In the fall of 2017, Meruelo’s KDAY and KDEY-FM included a simulation of an EAS attention signal in a promotion for its morning show. According to the FCC, the promo aired 106 times on KDAY and 33 times on KDEY. KDEY picked up the KDAY simulcast in October 2017. Meruelo admitted to the violation and agreed to pay a $67,000 civil penalty fine and committed to a compliance plan.

In announcing the settlements, the Enforcement Bureau says, “We remain concerned about the misuse of the EAS codes and EAS and WEA attention signals, or simulations thereof, to capture audience attention during advertisements; dramatic, entertainment, and educational programs, and at any other time that there is no genuine alert, authorized test, or authorized PSA about the EAS or WEA that is accompanied by an appropriate disclaimer. The FCC may issue sanctions for such violations, including, but not limited to, monetary forfeitures.”

In October 2018, an episode of ABC’s “Jimmy Kimmel Live” used a simulated WEA tone three times during a comedic sketch. ABC admitted to the violation, agreed to pay a $395,000 civil penalty and committed to a compliance plan.
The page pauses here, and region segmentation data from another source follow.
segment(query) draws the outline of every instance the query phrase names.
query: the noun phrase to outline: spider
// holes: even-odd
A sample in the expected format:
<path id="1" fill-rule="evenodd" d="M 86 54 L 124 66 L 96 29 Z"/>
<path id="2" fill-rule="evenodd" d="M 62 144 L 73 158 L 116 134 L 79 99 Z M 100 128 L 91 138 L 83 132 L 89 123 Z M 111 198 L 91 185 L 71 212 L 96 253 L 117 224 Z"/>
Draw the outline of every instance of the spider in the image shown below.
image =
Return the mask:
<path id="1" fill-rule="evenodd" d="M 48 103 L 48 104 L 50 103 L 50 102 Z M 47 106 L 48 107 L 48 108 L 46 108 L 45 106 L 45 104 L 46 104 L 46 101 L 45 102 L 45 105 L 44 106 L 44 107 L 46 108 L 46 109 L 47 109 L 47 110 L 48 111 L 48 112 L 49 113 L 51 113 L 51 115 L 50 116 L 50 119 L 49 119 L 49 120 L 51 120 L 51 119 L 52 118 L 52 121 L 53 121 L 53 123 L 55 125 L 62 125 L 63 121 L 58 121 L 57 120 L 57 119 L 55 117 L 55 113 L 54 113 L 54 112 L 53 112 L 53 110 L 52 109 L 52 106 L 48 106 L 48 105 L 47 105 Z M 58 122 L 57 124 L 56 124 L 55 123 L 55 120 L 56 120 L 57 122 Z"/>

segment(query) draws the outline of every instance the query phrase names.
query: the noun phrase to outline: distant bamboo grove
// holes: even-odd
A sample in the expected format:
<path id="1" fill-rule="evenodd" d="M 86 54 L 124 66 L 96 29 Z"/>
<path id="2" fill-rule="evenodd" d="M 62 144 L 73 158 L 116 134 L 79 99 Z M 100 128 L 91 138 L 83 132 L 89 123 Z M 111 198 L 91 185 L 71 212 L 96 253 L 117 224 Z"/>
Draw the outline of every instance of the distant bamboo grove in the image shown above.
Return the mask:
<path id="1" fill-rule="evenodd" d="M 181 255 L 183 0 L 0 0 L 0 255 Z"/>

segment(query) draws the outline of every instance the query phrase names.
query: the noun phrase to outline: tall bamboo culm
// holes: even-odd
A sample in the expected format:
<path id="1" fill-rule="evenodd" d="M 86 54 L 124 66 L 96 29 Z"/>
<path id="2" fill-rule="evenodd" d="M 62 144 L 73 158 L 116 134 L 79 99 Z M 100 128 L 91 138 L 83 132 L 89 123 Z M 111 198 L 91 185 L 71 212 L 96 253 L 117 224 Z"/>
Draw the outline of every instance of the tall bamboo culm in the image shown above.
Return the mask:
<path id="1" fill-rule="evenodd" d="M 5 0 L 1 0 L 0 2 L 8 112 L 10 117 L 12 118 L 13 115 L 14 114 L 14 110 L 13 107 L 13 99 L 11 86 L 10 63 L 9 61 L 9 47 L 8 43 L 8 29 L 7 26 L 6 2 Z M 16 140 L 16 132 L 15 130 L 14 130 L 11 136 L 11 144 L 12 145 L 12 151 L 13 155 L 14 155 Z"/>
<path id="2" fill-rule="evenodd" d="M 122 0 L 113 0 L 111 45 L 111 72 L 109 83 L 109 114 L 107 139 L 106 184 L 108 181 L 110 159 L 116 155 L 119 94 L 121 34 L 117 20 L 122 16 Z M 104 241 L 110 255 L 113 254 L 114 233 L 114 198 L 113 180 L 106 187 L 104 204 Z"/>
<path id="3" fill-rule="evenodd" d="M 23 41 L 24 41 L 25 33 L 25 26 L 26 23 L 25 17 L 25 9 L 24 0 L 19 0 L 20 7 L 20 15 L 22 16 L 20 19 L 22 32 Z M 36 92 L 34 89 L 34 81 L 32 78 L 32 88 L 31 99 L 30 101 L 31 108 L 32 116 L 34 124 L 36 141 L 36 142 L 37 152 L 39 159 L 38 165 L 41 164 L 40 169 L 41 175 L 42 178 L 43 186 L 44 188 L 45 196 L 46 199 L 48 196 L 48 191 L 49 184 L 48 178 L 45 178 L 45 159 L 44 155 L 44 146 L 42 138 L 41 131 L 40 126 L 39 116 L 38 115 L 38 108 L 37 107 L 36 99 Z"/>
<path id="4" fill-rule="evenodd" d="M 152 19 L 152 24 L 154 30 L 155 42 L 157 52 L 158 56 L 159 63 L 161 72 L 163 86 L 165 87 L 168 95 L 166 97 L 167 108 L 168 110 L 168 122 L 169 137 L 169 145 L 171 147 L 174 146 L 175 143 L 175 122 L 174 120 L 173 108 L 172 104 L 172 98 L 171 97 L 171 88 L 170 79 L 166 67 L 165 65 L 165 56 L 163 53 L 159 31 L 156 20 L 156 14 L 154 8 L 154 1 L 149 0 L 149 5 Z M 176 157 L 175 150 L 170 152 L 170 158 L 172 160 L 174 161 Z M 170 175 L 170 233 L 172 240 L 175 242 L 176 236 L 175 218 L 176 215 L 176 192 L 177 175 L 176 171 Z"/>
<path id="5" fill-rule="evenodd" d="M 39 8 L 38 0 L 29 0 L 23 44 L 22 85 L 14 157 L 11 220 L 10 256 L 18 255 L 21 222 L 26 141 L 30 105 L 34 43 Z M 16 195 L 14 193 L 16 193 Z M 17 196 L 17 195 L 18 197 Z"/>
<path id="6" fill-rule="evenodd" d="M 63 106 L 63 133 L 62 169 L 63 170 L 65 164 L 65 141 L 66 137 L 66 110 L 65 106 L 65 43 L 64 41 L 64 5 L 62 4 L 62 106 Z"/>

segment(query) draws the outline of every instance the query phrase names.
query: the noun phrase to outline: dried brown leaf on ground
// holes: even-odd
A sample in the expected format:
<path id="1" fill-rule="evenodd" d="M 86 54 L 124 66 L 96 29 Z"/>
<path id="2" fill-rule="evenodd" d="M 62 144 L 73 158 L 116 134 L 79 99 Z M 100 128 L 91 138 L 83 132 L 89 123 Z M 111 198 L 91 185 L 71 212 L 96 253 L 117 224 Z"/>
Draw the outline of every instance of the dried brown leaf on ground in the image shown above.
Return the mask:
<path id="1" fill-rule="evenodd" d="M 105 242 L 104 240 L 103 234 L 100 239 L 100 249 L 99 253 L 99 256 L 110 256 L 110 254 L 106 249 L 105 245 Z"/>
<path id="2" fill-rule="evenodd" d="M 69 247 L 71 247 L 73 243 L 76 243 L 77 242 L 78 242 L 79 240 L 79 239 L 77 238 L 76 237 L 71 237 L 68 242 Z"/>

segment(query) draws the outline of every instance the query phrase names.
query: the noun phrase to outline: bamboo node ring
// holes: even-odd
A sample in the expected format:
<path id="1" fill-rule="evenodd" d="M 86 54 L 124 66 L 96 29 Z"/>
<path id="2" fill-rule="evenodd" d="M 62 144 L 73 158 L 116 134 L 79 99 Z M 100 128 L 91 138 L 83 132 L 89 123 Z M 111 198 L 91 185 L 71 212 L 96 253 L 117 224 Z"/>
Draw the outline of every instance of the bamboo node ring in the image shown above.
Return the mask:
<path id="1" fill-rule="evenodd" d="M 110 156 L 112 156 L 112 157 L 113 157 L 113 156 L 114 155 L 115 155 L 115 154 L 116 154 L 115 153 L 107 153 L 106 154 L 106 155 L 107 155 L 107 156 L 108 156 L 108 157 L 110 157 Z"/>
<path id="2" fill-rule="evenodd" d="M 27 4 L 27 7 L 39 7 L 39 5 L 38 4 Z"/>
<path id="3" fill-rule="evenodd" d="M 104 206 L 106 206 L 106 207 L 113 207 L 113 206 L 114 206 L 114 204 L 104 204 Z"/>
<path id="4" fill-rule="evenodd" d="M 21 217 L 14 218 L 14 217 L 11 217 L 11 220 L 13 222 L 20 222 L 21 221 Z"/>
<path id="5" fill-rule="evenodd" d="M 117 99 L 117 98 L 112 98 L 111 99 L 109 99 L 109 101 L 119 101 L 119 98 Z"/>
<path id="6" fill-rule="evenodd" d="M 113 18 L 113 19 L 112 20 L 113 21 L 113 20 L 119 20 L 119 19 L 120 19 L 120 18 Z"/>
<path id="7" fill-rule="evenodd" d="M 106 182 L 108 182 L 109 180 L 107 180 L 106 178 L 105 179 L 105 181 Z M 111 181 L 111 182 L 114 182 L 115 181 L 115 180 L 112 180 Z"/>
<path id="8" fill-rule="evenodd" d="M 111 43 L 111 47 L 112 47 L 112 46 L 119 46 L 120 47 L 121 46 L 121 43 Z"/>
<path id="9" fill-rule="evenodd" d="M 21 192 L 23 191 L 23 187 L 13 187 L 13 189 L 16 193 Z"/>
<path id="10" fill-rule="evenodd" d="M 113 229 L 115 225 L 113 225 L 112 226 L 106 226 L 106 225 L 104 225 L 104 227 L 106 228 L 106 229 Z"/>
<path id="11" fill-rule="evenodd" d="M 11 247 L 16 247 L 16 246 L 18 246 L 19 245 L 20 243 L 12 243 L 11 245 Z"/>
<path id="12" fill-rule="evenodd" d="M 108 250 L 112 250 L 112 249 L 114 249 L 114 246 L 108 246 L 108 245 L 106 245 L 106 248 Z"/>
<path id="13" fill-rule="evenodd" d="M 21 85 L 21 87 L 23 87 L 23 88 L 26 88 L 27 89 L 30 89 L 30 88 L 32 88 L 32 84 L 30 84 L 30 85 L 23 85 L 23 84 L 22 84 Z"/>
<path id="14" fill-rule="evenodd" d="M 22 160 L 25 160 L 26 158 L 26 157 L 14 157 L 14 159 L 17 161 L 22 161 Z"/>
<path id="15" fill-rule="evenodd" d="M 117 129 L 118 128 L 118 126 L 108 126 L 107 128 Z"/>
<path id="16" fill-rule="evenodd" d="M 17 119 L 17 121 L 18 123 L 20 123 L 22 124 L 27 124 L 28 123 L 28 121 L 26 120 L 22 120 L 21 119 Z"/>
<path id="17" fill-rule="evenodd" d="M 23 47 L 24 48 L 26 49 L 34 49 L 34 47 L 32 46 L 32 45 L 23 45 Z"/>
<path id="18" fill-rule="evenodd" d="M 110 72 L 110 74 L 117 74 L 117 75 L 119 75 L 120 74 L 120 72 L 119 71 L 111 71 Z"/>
AMC’s “The Walking Dead” twice included EAS tones in a February 2019 episode. AMC also admitted to the violation, agreed to pay a $104,000 civil penalty and committed to a compliance plan.

An episode of Discovery Channel’s “Lone Star Law” that aired between January and March 2018 included an actual WEA signal. As with the others named in the settlements, Discovery admitted to the violation, agreed to pay a $68,000 civil penalty and committed to a compliance plan.